PLEASE REGISTER HERE.
Welcome back to the Bechtel Conference Center for our spring event! Robert Louis Stevenson’s The Strange Case of Dr. Jekyll and Mr. Hyde will be the subject of our next discussion at 7 p.m., Tuesday, April 12. It will be a hybrid event. Register here to attend virtually or in-person. Walk-ins welcome too. Please bring your friends!
The event marks our first in-person event since the beginning of COVID in 2020. The occasion will also be offered virtually for those who cannot attend on the Stanford campus. (Currently, face masks are recommended, but not required, for attendance; the situation is in flux and we will keep you updated as the situation changes.)

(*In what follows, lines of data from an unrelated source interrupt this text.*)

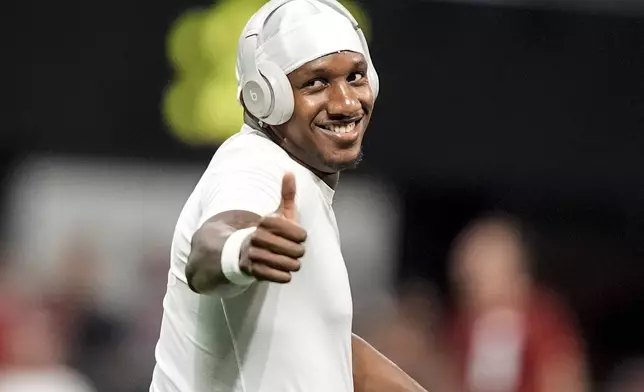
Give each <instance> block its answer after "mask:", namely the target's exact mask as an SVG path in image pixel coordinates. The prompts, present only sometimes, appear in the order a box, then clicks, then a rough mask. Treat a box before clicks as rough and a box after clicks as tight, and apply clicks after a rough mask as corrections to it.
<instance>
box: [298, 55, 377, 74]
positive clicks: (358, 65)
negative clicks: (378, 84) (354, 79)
mask: <svg viewBox="0 0 644 392" xmlns="http://www.w3.org/2000/svg"><path fill="white" fill-rule="evenodd" d="M361 68H367V62H366V60H365V59H360V60H358V61H355V62H354V63H353V64H352V65H351V71H355V70H358V69H361ZM328 73H329V67H327V66H325V65H324V64H320V65H319V66H316V67H314V68H311V69H308V70H306V71H305V72H302V77H309V76H324V75H328Z"/></svg>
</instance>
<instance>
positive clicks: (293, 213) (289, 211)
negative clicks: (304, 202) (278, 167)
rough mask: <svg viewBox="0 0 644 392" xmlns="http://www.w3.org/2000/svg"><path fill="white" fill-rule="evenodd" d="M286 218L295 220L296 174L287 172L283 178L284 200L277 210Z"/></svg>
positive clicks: (282, 194) (292, 219)
mask: <svg viewBox="0 0 644 392" xmlns="http://www.w3.org/2000/svg"><path fill="white" fill-rule="evenodd" d="M277 212H278V213H279V214H281V215H282V216H283V217H284V218H286V219H290V220H295V176H294V175H293V173H286V174H284V177H283V178H282V201H281V203H280V208H279V209H278V211H277Z"/></svg>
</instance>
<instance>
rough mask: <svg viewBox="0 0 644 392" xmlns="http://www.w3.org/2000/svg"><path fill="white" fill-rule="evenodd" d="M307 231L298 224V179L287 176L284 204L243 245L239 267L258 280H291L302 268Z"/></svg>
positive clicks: (283, 196)
mask: <svg viewBox="0 0 644 392" xmlns="http://www.w3.org/2000/svg"><path fill="white" fill-rule="evenodd" d="M305 240H306V231H305V230H304V229H303V228H302V227H301V226H300V225H299V224H298V223H297V219H296V210H295V177H294V176H293V174H292V173H286V174H285V175H284V178H283V179H282V201H281V203H280V206H279V209H278V210H277V212H276V213H275V214H272V215H269V216H265V217H263V218H262V219H261V220H260V221H259V224H258V225H257V230H256V231H255V232H254V233H253V234H251V235H250V236H249V237H248V238H247V239H246V241H245V242H244V244H243V246H242V250H241V255H240V260H239V266H240V268H241V270H242V271H243V272H244V273H246V274H248V275H251V276H254V277H255V278H257V279H258V280H265V281H269V282H276V283H288V282H290V281H291V273H293V272H296V271H298V270H299V269H300V267H301V265H300V261H299V259H300V258H301V257H302V256H304V245H303V243H304V241H305Z"/></svg>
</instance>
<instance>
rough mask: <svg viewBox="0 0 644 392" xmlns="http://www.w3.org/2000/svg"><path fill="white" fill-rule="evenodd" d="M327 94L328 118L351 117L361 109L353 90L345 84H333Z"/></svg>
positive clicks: (349, 85)
mask: <svg viewBox="0 0 644 392" xmlns="http://www.w3.org/2000/svg"><path fill="white" fill-rule="evenodd" d="M329 93H330V94H329V101H328V103H327V113H328V114H329V116H330V117H353V116H355V115H357V114H358V113H359V112H360V110H361V109H362V104H361V103H360V99H358V95H357V94H356V91H355V89H354V88H353V87H352V86H351V85H349V84H348V83H346V82H344V83H343V82H340V83H333V85H332V86H331V89H330V92H329Z"/></svg>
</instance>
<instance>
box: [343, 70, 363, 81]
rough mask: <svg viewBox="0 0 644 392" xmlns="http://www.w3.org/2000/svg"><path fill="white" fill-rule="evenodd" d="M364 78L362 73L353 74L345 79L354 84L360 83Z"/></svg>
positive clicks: (362, 73) (351, 74) (358, 72)
mask: <svg viewBox="0 0 644 392" xmlns="http://www.w3.org/2000/svg"><path fill="white" fill-rule="evenodd" d="M364 77H365V74H364V72H354V73H352V74H351V75H349V77H348V78H347V81H348V82H349V83H356V82H360V81H362V80H363V79H364Z"/></svg>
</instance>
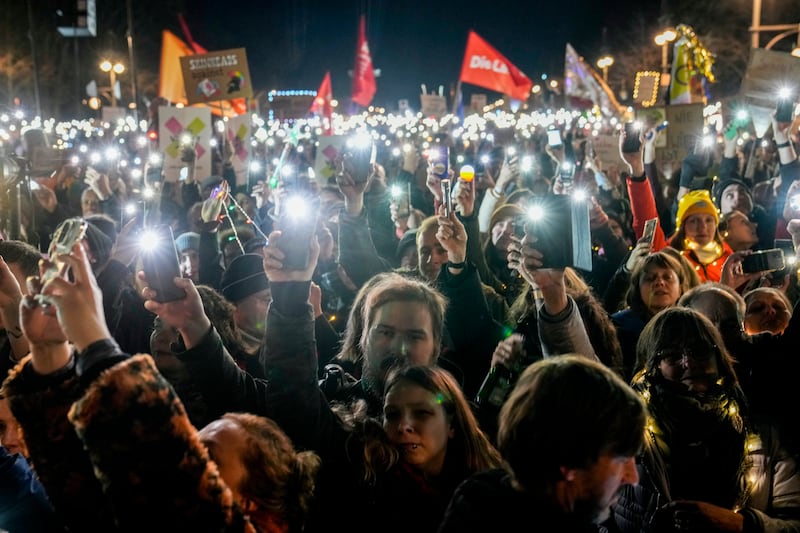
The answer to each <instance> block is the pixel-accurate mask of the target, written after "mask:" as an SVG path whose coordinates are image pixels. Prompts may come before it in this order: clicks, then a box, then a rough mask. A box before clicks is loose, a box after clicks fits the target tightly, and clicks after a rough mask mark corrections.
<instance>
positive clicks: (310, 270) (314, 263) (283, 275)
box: [261, 231, 319, 283]
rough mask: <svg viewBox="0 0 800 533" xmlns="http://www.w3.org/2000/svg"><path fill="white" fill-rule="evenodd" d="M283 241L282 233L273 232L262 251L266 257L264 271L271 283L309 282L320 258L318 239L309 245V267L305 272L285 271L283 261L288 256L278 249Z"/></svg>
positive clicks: (303, 270) (299, 270)
mask: <svg viewBox="0 0 800 533" xmlns="http://www.w3.org/2000/svg"><path fill="white" fill-rule="evenodd" d="M280 239H281V232H280V231H273V232H272V233H270V234H269V239H268V240H267V242H268V244H267V245H266V246H265V247H263V248H262V249H261V253H262V255H263V256H264V271H265V272H266V273H267V278H269V281H270V283H275V282H282V281H309V280H310V279H311V277H312V275H313V274H314V269H315V268H316V267H317V259H318V258H319V242H318V241H317V239H316V237H312V239H311V242H310V243H309V259H308V265H306V268H305V269H304V270H284V268H283V259H284V258H285V257H286V255H285V254H284V253H283V251H282V250H281V249H280V248H279V247H278V243H279V242H280Z"/></svg>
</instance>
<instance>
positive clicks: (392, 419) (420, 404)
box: [383, 379, 454, 475]
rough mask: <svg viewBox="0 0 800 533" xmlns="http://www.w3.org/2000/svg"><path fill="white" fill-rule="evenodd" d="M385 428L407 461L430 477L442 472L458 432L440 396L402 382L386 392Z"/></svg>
mask: <svg viewBox="0 0 800 533" xmlns="http://www.w3.org/2000/svg"><path fill="white" fill-rule="evenodd" d="M383 427H384V429H385V430H386V434H387V435H388V437H389V440H390V441H391V442H392V443H393V444H394V445H395V446H397V447H398V448H399V449H400V453H401V455H402V458H403V460H404V461H405V462H407V463H408V464H410V465H413V466H414V467H416V468H418V469H419V470H421V471H422V472H424V473H426V474H431V475H437V474H439V473H440V472H441V471H442V467H443V466H444V459H445V456H446V455H447V444H448V442H449V440H450V439H451V438H452V437H453V435H454V430H453V426H452V424H451V423H450V417H449V416H448V415H447V413H445V409H444V406H443V405H442V402H441V401H438V397H437V395H436V394H434V393H433V392H431V391H429V390H427V389H426V388H424V387H422V386H420V385H418V384H417V383H413V382H411V381H409V380H403V379H401V380H400V381H398V382H397V383H396V384H395V385H394V386H392V387H391V388H390V389H389V390H388V391H387V393H386V397H385V400H384V405H383Z"/></svg>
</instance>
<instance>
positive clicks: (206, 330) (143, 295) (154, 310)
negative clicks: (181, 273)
mask: <svg viewBox="0 0 800 533" xmlns="http://www.w3.org/2000/svg"><path fill="white" fill-rule="evenodd" d="M137 277H138V278H139V280H140V281H141V282H142V283H143V284H144V285H145V288H144V289H142V298H144V300H145V301H144V307H145V309H147V310H148V311H150V312H152V313H155V314H156V315H158V317H159V318H160V319H161V320H162V321H163V322H164V323H165V324H166V325H168V326H170V327H173V328H175V329H177V330H178V333H180V334H181V337H183V343H184V344H185V345H186V347H187V348H192V347H193V346H196V345H197V344H199V343H200V341H201V340H202V339H203V337H204V336H205V335H206V333H208V330H209V328H211V320H209V318H208V317H207V316H206V313H205V310H204V309H203V301H202V300H201V299H200V293H199V292H197V287H195V286H194V283H192V280H190V279H189V278H174V279H173V282H174V283H175V285H176V286H178V287H179V288H181V289H183V290H184V292H186V296H184V297H183V298H180V299H178V300H172V301H170V302H157V301H156V300H154V299H153V298H154V297H155V296H156V293H155V291H154V290H153V289H151V288H150V287H147V277H146V276H145V274H144V272H143V271H139V272H138V273H137Z"/></svg>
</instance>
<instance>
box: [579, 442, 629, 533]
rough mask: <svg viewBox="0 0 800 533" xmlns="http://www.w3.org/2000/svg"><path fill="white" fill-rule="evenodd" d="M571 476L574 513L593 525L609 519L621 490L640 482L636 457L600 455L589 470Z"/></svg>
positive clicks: (582, 470) (606, 454)
mask: <svg viewBox="0 0 800 533" xmlns="http://www.w3.org/2000/svg"><path fill="white" fill-rule="evenodd" d="M568 475H569V477H570V478H571V479H570V483H569V484H568V488H567V490H568V491H570V492H571V493H572V494H571V500H572V501H571V504H572V505H571V511H572V513H573V514H576V515H578V516H580V517H582V518H583V519H584V521H585V522H588V523H593V524H600V523H602V522H604V521H605V520H606V519H607V518H608V517H609V515H610V513H611V507H612V506H613V505H614V504H615V503H616V501H617V499H618V498H619V490H620V488H622V487H623V486H625V485H635V484H636V483H638V482H639V473H638V471H637V470H636V459H635V458H634V457H627V456H613V455H609V454H603V455H601V456H600V458H599V459H598V460H597V462H596V463H594V464H593V465H591V466H590V467H588V468H581V469H575V470H570V471H569V473H568Z"/></svg>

Stevenson’s short 1885 novel is universally known but little read today. Vladimir Nabokov called it “a fable that lies nearer to poetry than to ordinary prose fiction.” He compared it to Flaubert’s Madame Bovary or Gogol’s Dead Souls. Stevenson’s dark vision had come to him in a dream – as it had for Mary Shelley, who went on to write Frankenstein, a book that Another Look featured in 2018. Both works share a fascination with the limits of science, medicine, and technology on our humanity.

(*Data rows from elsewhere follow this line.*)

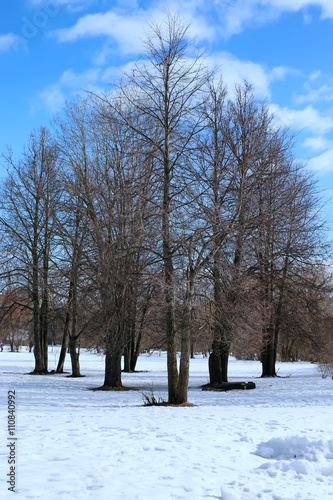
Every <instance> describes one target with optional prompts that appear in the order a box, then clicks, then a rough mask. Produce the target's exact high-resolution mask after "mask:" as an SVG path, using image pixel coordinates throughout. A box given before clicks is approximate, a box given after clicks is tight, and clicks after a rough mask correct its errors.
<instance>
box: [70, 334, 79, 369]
mask: <svg viewBox="0 0 333 500" xmlns="http://www.w3.org/2000/svg"><path fill="white" fill-rule="evenodd" d="M69 350H70V354H71V362H72V377H81V373H80V361H79V359H80V354H79V352H78V337H70V339H69Z"/></svg>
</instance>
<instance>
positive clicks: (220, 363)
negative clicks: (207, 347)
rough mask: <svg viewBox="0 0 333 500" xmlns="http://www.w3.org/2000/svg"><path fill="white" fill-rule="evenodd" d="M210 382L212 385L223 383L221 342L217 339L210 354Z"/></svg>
mask: <svg viewBox="0 0 333 500" xmlns="http://www.w3.org/2000/svg"><path fill="white" fill-rule="evenodd" d="M208 366H209V383H210V385H215V384H221V383H222V366H221V356H220V342H219V341H218V340H217V339H215V340H214V341H213V345H212V352H211V354H210V355H209V360H208Z"/></svg>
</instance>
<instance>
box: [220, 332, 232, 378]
mask: <svg viewBox="0 0 333 500" xmlns="http://www.w3.org/2000/svg"><path fill="white" fill-rule="evenodd" d="M229 351H230V344H229V343H228V342H222V343H221V348H220V359H221V375H222V382H228V363H229Z"/></svg>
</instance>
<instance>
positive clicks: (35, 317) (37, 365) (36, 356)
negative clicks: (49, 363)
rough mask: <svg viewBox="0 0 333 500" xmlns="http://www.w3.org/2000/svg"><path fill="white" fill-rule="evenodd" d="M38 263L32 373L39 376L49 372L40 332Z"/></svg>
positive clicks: (34, 322) (33, 267)
mask: <svg viewBox="0 0 333 500" xmlns="http://www.w3.org/2000/svg"><path fill="white" fill-rule="evenodd" d="M37 265H38V264H37V262H36V259H34V264H33V276H32V301H33V336H34V358H35V368H34V371H33V372H32V373H34V374H36V375H39V374H43V373H46V372H47V369H46V367H45V358H44V350H43V345H42V338H41V332H40V310H39V296H38V272H37Z"/></svg>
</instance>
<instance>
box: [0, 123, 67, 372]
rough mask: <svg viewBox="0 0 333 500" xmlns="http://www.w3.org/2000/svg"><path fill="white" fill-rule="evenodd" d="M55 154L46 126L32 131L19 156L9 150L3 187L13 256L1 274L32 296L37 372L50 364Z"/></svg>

Acclaimed author Robert Pogue Harrison will moderate the discussion. The Stanford professor who is Another Look’s director writes regularly for The New York Review of Books and hosts the popular talk show, Entitled Opinions. He will be joined by eminent novelist Tobias Wolff, founding director of Another Look and a National Medal of Arts winner, and Ana Ilievska, Andrew W. Mellon Postdoctoral Fellow and Stanford Humanities Center and a lecturer in Stanford’s Department of French and Italian.
The short book is available in many editions, and is available online. As always, this event is free and open to the public.